Azurite

Mineral


Copper carbonate, Cu3(CO3)2(OH)2
Mineral data (Webmineral)

Azurite is characterized chiefly by its intense azure-blue color, vitreous luster and effervescence in hydrochloric acid. It is brittle and has a conchoidal fracture. It has a specific gravity of 3.7-3.8 and has a hardness of 3.5-4 in Moh’s Scale of Hardness. Azurite is named in allusion to its color. This ore mineral which measures 4.6 cm. in length, 3.9 cm. in width and 1.5 cm. in thickness.

Azurite is an ore of copper but not a common carbonate ore of copper compared with malachite, the green carbonate of copper, but has the same origin and association.

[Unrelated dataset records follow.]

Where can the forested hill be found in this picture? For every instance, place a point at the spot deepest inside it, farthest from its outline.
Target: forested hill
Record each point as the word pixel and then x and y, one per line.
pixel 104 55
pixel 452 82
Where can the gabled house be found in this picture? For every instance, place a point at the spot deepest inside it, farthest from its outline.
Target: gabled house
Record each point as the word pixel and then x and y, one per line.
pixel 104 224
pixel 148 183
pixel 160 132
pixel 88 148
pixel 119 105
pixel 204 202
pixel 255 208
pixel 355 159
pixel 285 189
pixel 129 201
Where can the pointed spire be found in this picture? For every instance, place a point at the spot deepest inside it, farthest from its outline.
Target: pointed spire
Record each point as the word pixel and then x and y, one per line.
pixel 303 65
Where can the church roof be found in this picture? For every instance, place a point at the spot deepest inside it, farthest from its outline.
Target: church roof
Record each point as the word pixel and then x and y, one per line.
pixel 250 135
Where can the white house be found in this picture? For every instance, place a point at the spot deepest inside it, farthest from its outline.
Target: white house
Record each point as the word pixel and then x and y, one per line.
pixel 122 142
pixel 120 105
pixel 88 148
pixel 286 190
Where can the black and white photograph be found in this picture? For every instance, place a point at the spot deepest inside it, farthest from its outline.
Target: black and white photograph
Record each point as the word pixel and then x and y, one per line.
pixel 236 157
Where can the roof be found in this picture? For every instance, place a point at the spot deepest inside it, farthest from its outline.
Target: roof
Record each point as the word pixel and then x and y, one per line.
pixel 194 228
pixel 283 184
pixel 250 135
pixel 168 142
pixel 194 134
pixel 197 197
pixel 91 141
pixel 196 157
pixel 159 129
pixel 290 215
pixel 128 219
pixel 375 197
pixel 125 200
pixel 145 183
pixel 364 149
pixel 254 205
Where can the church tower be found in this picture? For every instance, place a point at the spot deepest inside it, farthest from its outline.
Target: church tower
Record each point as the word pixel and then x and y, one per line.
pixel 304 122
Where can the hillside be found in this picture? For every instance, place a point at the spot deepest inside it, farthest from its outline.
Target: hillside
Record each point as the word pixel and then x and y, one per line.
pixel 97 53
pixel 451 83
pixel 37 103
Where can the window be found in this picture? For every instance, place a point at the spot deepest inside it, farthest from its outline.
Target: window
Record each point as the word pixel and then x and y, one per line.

Azurite, the blue carbonate of copper, has a composition of Cu3 CO3)2 (OH)2 where 55.1 percent is copper. It is found associated with other oxidized copper minerals in the zone of weathering of copper lodes and deposits.

Its primary use (as an ore of copper) is in the electrical industry both as a conductor and for the electrical machinery. It is also extensively use in the manufacture of alloys. Copper salts are employed in various industrial processes – as disinfectant, chemical operations, printing, dyeing of textiles and as a fungicide. Azurite can also be cut and polished and used for orna-mental purposes.

The mineral is found in Zambales, Marinduque, Cebu, Negros Occidental, Negros Oriental, Nueva Vizcaya, Isabela and Mindoro. The specimen came from Sipalay, Negros Occidental. It was acquired by the National Museum as a donation from Maricalum Mining Corp. on March 18, 1996 having an accession no. NMM-632.